月経不順(月経異常)を伴う疾患はさまざまあります。多嚢胞性卵巣症候群(PCOS)、高プロラクチン血症、無排卵周期症、黄体機能不全、神経性食欲不振症、甲状腺機能低下症などです。
プロラクチン(PRL)は下垂体前葉ホルモンのひとつで、①乳管への乳汁分泌作用と②性腺(卵巣)機能抑制作用を持ちます。
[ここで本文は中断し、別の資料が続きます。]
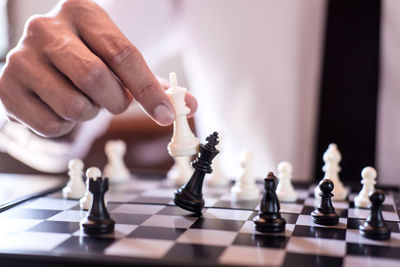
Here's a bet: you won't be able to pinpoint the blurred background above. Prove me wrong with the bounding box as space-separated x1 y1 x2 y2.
0 0 194 175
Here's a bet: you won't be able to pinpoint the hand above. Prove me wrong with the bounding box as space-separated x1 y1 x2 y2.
0 0 197 137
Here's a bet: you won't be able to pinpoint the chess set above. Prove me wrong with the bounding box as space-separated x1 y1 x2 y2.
0 74 400 266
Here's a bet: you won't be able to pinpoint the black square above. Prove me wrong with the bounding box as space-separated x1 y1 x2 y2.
27 221 79 234
282 253 343 267
346 243 400 259
110 212 151 225
190 218 244 231
211 200 260 210
293 225 346 240
233 233 289 249
347 218 400 233
131 196 172 204
165 243 225 265
156 206 199 217
301 206 348 218
3 209 61 220
128 226 186 240
281 215 299 224
54 236 116 254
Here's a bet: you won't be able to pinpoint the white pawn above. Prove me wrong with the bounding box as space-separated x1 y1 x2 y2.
166 72 200 158
276 161 297 202
79 167 101 210
104 140 131 183
231 151 260 200
354 167 377 208
206 134 231 187
314 144 347 200
62 159 86 199
167 156 194 187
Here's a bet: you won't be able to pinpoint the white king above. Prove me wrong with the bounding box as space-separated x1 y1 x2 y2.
166 72 200 157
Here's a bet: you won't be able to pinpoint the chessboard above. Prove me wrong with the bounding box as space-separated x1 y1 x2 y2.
0 176 400 267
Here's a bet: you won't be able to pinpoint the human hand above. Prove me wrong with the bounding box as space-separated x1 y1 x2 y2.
0 0 197 137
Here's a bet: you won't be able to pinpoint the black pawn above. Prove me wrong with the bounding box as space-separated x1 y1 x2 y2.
253 172 286 233
311 179 339 225
359 190 390 240
80 177 115 235
174 132 219 214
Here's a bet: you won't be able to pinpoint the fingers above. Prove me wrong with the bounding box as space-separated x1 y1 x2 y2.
61 1 175 125
19 55 100 122
45 36 132 114
0 77 75 137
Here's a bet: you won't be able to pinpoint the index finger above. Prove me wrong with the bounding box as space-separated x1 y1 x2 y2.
62 3 175 125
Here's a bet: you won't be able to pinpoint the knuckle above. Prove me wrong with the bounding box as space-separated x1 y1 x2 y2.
26 15 53 37
5 48 26 69
107 39 142 66
61 0 97 14
40 119 72 137
77 61 105 92
66 97 92 121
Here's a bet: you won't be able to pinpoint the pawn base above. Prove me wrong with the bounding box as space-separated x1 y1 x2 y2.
174 188 204 214
80 218 115 235
311 209 339 225
253 215 286 233
359 224 391 240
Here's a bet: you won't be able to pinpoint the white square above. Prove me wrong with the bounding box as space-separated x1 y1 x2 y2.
239 221 296 236
24 198 79 210
343 256 399 267
202 208 253 221
296 214 347 229
113 204 165 214
0 232 71 251
142 215 197 228
177 229 237 246
346 229 400 247
105 194 138 202
219 246 285 266
72 224 138 238
105 238 174 258
47 210 87 222
140 188 176 198
347 208 399 222
0 218 43 233
286 236 346 257
280 202 303 214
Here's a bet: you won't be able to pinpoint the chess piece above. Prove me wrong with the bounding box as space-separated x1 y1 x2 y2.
231 151 260 200
311 179 339 225
253 172 286 233
167 156 194 187
79 167 101 210
80 177 115 235
62 159 86 199
314 144 348 200
206 134 231 187
174 132 219 214
276 161 297 202
166 72 200 157
359 190 391 240
354 167 376 208
104 140 131 183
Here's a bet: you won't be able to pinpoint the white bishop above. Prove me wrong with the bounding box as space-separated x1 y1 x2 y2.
104 140 131 183
62 159 86 199
276 161 297 202
354 167 377 208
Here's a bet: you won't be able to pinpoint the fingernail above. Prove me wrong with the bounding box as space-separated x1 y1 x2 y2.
154 104 175 126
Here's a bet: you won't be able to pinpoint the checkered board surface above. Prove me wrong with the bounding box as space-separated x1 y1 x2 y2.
0 177 400 267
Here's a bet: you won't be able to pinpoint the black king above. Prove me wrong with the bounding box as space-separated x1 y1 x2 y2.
174 132 219 214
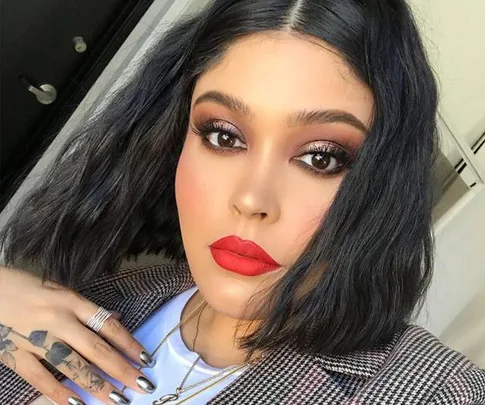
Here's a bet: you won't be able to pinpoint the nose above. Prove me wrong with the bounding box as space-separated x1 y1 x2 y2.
229 170 281 224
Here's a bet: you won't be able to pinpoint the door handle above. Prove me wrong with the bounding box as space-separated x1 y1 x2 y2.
20 76 57 104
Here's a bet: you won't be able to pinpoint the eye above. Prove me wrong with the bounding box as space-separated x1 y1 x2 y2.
299 152 339 171
294 144 351 176
206 131 246 149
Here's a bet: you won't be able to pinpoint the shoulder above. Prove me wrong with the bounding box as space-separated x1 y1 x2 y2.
375 325 485 405
294 325 485 405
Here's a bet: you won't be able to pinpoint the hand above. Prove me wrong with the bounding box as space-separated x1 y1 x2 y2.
0 266 152 405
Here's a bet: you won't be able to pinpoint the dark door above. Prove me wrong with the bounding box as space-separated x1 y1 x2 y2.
0 0 153 209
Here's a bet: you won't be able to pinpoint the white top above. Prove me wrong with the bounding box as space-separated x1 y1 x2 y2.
62 287 245 405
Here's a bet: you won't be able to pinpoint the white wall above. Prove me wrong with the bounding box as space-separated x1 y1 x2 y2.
410 0 485 360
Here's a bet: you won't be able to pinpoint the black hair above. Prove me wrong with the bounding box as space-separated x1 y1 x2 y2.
2 0 437 354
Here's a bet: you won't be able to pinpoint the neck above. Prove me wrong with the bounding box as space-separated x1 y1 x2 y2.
180 292 255 368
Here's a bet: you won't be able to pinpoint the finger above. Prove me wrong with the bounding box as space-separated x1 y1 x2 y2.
27 331 130 404
57 320 155 394
2 350 85 405
73 296 150 367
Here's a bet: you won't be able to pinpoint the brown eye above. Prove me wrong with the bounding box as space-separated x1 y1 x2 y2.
312 153 336 170
295 144 351 176
217 132 236 148
206 131 246 149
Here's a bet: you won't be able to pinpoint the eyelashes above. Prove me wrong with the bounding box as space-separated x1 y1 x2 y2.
190 119 353 177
授乳中はこの作用によって無月経となり、妊娠が妨げられます。
通常(妊娠・授乳期以外)は、プロラクチンは低値に留まり、乳汁は分泌されませんが、何らかの原因で高値になると、授乳期以外でも乳汁漏出や性腺機能低下(不妊・無月経)が生じます。
高プロラクチン血症は20~30代女性に多く、男女比は1:4です。
血中のプロラクチン値は、正常月経周期の女性では15-20ng/ml以下です。
- 月経不順(無月経・無排卵・稀発月経・不正出血)
- 乳汁分泌・乳房の張満感
- 不妊
- その他(下垂体腺腫腫大による頭痛・視野障害など)
- 薬剤性(ドグマチールなどの胃薬、抗うつ薬、抗精神病薬など)
- 甲状腺機能低下症(甲状腺ホルモン↓)
- 下垂体腺腫(プロラクチノーマ)⇒PRL値が100ng/mlを超えることが多い
- なんらかの肉体的、精神的ストレス
※原因を鑑別するために、①服用中の薬剤、②甲状腺ホルモン検査、③頭部X線、CT、MRIなどのチェックを行ないます。
原因によって治療法は異なります。
- 薬剤性による場合は、まず原因と考えられる薬剤の服用を中止します。
- 甲状腺機能低下症による場合は、甲状腺ホルモン補充療法を行ないます。
- 下垂体腺腫(プロラクチノーマ)による場合は、薬物療法を行ないます。
薬剤抵抗性や、腺腫が大きいものは手術療法を選択することもあります。 - その他の場合は、プロラクチンを下げる薬剤の他、低用量ピル(OC)や漢方薬を服用し、無月経の改善をはかります。さらに、排卵誘発剤を併用することもあります。